In principle, TB can affect every organ. In 80 per cent of the cases, however, it affects the lung. If symptoms occur, they mostly include coughing with or without sputum. Only in individual cases, the sputum is bloody. Occasionally, infected people complain about chest pain and shortness of breath. Further tuberculosis symptoms include fatigue, weight loss, general weakness and are similar to those of an influenza infection3.
When treated appropriately, patients are no longer infectious two to three weeks after the onset of treatment. However, in case of a resistant TB or a high amount of the pathogen in the sputum, the infectious time might be increased.
Multidrug-resistant tuberculosis MDR-TB and XDR-TB
According to WHO estimates, a total of 558 000 people contracted rifampicin-resistant tuberculosis (RR-TB) in 2017 that cannot be treated with the most effective first-line tuberculostatic agent rifampicin. 457 560 (82 %) of these cases turned out to be multidrug-resistant TB (MDR-TB)1. The pathogens of an MDR-TB are resistant to two or more first-line tuberculostatic agents, such as isoniazid and rifampicin. If the TB pathogens are resistant to all first-line tuberculostatic agents and, additionally, to second-line tuberculostatic agents, one speaks of XDR-TB (extensively drug-resistant tuberculosis). According to WHO estimates, 8.5 per cent of the new MDR-TB cases in 2017 involved XDR-TB2.
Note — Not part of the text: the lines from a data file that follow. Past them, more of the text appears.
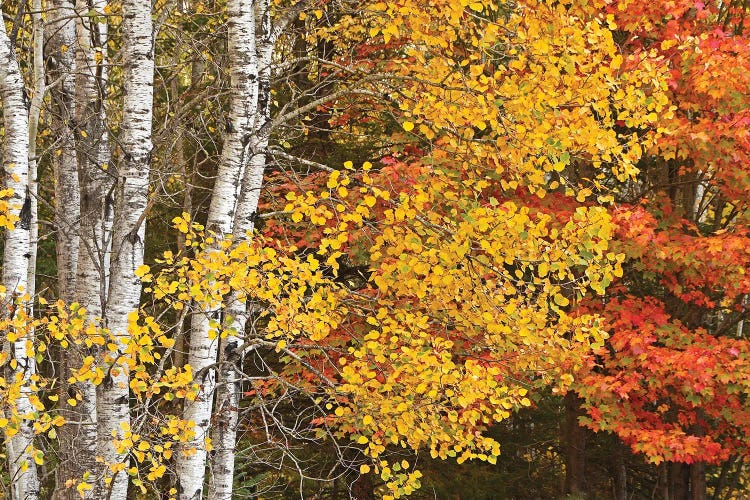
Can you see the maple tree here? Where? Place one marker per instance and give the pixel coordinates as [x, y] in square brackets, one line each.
[523, 199]
[671, 382]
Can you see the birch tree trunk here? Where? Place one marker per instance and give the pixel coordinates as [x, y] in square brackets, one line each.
[128, 234]
[23, 473]
[77, 48]
[243, 60]
[61, 56]
[228, 391]
[35, 109]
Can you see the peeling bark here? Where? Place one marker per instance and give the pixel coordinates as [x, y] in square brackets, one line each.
[128, 233]
[203, 350]
[23, 472]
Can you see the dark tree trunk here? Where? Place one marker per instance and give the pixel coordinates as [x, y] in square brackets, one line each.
[574, 441]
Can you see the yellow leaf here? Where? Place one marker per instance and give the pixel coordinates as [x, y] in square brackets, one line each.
[142, 270]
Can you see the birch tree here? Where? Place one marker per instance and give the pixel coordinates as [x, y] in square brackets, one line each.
[131, 198]
[23, 472]
[228, 391]
[203, 346]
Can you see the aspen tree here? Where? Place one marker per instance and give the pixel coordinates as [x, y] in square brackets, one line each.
[128, 234]
[22, 468]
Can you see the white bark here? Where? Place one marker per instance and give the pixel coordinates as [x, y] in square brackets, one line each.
[61, 53]
[128, 230]
[203, 351]
[228, 391]
[80, 187]
[23, 473]
[35, 108]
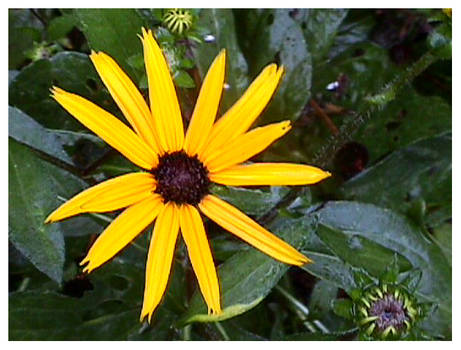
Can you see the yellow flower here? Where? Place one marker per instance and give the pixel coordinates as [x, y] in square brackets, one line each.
[179, 169]
[177, 20]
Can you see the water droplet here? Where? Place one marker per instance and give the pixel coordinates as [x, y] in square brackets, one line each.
[332, 86]
[209, 38]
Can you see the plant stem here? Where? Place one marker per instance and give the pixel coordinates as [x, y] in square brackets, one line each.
[186, 332]
[222, 331]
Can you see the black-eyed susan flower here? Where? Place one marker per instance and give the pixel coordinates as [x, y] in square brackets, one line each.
[178, 20]
[179, 168]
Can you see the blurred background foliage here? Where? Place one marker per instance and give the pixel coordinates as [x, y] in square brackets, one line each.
[369, 92]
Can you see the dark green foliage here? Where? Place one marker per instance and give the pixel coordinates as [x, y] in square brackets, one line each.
[382, 83]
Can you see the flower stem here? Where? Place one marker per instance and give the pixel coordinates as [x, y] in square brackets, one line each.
[222, 331]
[186, 332]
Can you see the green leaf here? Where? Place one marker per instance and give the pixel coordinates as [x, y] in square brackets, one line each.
[60, 26]
[34, 186]
[323, 294]
[320, 27]
[281, 40]
[183, 79]
[408, 118]
[360, 252]
[71, 71]
[113, 31]
[27, 131]
[109, 311]
[328, 266]
[420, 171]
[55, 144]
[23, 32]
[247, 277]
[219, 24]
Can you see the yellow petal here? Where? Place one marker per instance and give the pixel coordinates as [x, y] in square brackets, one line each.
[109, 128]
[122, 231]
[127, 97]
[245, 146]
[196, 240]
[160, 257]
[251, 232]
[206, 107]
[162, 94]
[272, 174]
[113, 194]
[244, 112]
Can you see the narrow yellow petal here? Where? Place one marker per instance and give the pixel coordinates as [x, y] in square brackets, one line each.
[272, 174]
[206, 107]
[245, 146]
[162, 94]
[127, 97]
[160, 257]
[122, 231]
[196, 240]
[109, 128]
[251, 232]
[113, 194]
[244, 112]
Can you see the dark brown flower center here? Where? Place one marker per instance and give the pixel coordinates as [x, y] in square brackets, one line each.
[181, 178]
[390, 312]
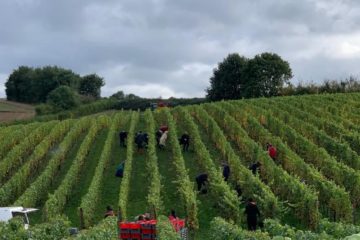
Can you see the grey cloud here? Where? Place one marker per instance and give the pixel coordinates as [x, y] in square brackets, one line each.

Worldwide, only 55 per cent of patients suffering from MDR-TB and 34 per cent of patients suffering from XDR-TB are treated successfully. Therefore, the WHO engages in improved test methods and more effective treatments. Since 2016, they established a shortened treatment using bedaquiline or delamanid – currently 62 and 42 countries apply the new treatment.
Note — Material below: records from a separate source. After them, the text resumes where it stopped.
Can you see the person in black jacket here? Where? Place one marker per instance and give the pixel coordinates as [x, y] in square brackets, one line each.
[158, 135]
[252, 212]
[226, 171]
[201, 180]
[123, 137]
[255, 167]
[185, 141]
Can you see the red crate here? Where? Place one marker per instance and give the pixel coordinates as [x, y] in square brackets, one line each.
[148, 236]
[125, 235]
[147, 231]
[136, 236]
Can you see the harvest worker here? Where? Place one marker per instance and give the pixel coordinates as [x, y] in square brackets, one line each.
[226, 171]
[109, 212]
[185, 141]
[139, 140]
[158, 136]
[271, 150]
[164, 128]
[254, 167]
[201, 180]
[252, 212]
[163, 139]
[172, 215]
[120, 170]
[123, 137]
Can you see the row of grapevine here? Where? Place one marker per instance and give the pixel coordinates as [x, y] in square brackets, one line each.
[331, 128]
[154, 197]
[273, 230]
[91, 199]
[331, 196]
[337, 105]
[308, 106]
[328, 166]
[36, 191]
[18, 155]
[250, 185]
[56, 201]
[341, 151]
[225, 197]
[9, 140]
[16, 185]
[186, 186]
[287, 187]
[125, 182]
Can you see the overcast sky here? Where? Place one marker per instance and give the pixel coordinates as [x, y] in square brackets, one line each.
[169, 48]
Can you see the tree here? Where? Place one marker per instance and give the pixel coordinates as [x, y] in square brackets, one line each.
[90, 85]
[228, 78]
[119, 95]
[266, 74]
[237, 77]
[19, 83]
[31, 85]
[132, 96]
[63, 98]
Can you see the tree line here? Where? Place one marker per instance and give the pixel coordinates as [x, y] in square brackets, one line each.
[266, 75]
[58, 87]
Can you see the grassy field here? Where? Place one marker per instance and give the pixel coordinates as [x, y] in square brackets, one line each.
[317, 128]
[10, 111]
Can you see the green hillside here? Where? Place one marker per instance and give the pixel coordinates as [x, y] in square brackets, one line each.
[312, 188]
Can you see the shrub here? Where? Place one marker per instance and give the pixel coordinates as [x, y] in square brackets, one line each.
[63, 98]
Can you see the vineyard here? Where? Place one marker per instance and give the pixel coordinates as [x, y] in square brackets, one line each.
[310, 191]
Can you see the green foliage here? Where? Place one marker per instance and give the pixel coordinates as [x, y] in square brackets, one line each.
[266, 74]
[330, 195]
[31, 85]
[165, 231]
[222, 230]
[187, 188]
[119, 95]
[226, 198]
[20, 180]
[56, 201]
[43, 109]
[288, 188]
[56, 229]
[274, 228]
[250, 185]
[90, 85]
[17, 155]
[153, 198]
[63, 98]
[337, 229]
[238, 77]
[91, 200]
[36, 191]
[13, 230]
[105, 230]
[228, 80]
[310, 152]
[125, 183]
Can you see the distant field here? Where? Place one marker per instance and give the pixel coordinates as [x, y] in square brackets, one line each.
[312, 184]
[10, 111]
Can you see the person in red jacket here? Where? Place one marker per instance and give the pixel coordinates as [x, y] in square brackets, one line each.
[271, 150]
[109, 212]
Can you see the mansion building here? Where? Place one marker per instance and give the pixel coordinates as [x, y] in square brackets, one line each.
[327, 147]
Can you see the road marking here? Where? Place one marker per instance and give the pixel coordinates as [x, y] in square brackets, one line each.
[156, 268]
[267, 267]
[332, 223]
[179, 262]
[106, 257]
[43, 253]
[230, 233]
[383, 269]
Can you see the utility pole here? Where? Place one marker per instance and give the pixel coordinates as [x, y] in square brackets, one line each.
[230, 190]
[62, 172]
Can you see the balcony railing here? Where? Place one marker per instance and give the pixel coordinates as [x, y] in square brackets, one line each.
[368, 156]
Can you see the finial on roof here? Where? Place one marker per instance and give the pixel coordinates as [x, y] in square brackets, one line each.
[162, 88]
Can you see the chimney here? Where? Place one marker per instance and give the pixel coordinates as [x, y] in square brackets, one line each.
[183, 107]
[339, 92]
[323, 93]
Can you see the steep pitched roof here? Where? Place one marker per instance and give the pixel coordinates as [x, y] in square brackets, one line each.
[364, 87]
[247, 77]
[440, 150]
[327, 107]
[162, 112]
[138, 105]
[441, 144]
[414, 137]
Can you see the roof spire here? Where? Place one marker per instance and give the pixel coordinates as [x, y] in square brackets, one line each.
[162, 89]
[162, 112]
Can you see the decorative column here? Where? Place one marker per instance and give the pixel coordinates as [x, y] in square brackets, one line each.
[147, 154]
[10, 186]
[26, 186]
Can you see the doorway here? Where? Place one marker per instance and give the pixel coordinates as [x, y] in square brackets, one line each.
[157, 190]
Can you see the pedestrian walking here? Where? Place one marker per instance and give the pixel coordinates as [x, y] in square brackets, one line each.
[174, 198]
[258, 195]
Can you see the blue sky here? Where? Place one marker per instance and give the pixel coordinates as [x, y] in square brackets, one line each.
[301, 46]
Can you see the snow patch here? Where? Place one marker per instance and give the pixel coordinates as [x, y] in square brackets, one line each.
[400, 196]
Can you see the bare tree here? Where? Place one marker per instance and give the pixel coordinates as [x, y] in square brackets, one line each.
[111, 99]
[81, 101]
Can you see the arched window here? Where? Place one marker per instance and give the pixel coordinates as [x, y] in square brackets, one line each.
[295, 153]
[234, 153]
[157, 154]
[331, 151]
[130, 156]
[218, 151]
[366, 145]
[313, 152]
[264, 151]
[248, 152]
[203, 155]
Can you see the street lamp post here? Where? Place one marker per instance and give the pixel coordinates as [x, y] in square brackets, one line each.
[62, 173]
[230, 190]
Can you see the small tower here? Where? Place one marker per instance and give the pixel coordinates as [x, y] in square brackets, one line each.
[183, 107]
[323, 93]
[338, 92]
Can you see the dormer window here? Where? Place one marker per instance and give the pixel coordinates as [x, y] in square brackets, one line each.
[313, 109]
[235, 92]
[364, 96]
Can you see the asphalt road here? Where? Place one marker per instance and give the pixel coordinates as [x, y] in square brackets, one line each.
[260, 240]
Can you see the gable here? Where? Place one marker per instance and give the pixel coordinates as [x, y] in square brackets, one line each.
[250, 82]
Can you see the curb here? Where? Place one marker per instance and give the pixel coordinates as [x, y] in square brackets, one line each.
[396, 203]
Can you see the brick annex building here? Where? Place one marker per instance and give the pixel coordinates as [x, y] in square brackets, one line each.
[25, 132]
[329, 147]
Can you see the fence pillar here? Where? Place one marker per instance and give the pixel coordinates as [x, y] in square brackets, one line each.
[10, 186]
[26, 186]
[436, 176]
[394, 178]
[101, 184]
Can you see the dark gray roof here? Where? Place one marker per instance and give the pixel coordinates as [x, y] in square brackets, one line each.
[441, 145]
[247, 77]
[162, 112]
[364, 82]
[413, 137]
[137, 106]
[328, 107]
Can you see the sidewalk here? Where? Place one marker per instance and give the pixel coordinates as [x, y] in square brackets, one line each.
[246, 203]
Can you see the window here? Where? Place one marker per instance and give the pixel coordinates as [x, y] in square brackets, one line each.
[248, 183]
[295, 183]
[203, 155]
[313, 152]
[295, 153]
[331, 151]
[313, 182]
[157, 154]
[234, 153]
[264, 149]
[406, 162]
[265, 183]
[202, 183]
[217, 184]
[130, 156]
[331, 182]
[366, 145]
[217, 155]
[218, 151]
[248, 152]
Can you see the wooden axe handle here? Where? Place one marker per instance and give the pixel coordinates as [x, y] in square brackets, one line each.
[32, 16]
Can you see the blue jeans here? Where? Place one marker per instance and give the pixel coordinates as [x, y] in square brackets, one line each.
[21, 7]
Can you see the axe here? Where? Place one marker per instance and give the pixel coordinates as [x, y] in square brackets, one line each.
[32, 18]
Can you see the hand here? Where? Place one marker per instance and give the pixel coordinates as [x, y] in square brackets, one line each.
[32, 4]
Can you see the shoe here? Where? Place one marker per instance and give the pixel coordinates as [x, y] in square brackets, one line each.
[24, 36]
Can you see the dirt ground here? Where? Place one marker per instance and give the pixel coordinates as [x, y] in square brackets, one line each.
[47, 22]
Isolation measures and room ventilation
Rapid detection, quick isolation and treatment of patients is the onset to control TB3. Isolation rooms should have own bathrooms. Infected persons should have single rooms and be urged not to leave the room if possible, to prevent superinfections. Only in individual cases, a cohort isolation is worth considering – e.g. in case of a direct chain of infection (mother and child). In case the room needs to be left, a mouth-nose protector should be used.
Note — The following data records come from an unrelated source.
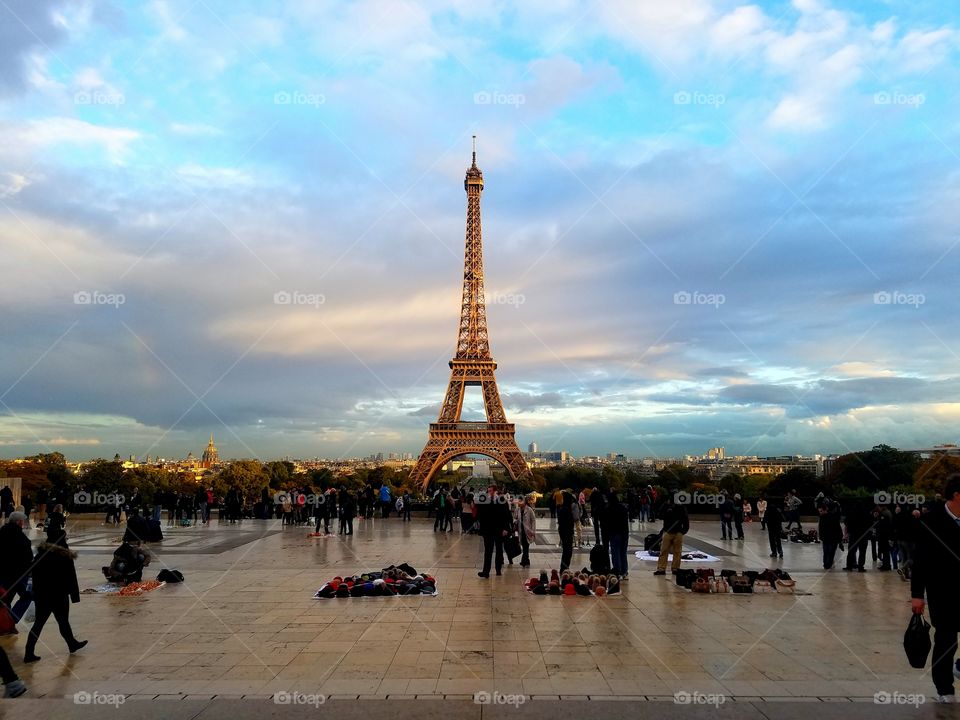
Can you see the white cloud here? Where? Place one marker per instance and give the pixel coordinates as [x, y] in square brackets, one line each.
[195, 129]
[56, 131]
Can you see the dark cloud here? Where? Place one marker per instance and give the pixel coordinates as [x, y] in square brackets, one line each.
[525, 401]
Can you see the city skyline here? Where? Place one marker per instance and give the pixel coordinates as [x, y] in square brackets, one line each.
[705, 224]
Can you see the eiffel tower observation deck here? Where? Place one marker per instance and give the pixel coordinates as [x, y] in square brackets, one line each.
[472, 365]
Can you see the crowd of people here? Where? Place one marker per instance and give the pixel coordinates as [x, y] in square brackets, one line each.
[921, 542]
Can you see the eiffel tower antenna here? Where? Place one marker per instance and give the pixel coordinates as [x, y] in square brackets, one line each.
[472, 365]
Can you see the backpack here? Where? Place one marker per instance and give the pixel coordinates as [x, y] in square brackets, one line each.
[599, 559]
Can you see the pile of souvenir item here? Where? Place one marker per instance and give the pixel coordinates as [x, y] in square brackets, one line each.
[573, 583]
[704, 580]
[389, 582]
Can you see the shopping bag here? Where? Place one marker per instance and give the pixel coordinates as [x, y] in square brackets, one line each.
[511, 546]
[916, 641]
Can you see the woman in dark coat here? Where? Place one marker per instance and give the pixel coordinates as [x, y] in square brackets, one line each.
[565, 528]
[54, 588]
[830, 532]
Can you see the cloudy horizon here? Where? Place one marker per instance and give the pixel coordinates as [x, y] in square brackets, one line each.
[705, 223]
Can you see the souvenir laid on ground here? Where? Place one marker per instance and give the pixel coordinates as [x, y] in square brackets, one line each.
[573, 583]
[737, 582]
[688, 555]
[390, 582]
[134, 588]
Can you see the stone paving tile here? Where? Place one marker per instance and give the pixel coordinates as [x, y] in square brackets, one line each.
[245, 622]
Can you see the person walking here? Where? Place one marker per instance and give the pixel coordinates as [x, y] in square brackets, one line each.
[526, 522]
[618, 528]
[598, 509]
[726, 518]
[906, 521]
[493, 514]
[774, 522]
[738, 511]
[565, 528]
[348, 509]
[791, 505]
[858, 523]
[54, 588]
[676, 524]
[16, 557]
[576, 512]
[936, 567]
[830, 532]
[56, 527]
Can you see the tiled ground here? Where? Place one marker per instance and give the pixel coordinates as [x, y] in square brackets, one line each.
[245, 624]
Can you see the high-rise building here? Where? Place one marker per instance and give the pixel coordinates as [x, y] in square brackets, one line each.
[210, 456]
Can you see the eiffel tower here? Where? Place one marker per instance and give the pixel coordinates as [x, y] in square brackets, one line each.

To prevent the spread of TB pathogens to other hospital areas through the air, it is essential to ventilate the isolation room adequately. high-efficiency particulate air (HEPA) filters. For the latter, isolation rooms need to have a negative pressure, which is to be checked every day4. The air should be exchanged at least 12 times per hour.
PPE and face mask
When taking care of contagious TB patients, FFP2-masks should always be worn, since they protect the staff against inhaling the pathogenic aerosols. One needs to ensure that the mask fits accurately4. According to basic hygiene, protective coats and gloves should be worn, if contact with potentially infectious material is expected (especially when performing e.g. bronchoscopies, in- and extubations).
Hand and surface disinfection
Hand disinfection is to be carried out following the WHO’s 5 Moments. Moreover, the Deutsche Zentralkommittee zur Bekämpfung der Tuberkulose (DZK; German Central Committee for the Control of Tuberculosis) explicitly emphasizes that hand disinfection needs to be performed before putting on gloves.
As TB is transmitted through the air, surfaces are disinfected as usual. This includes routine-disinfection of surfaces in the immediate patient surroundings and targeted disinfection of visibly contaminated surfaces. Surface disinfectants with proven mycobacterial spectrum of activity are to be used.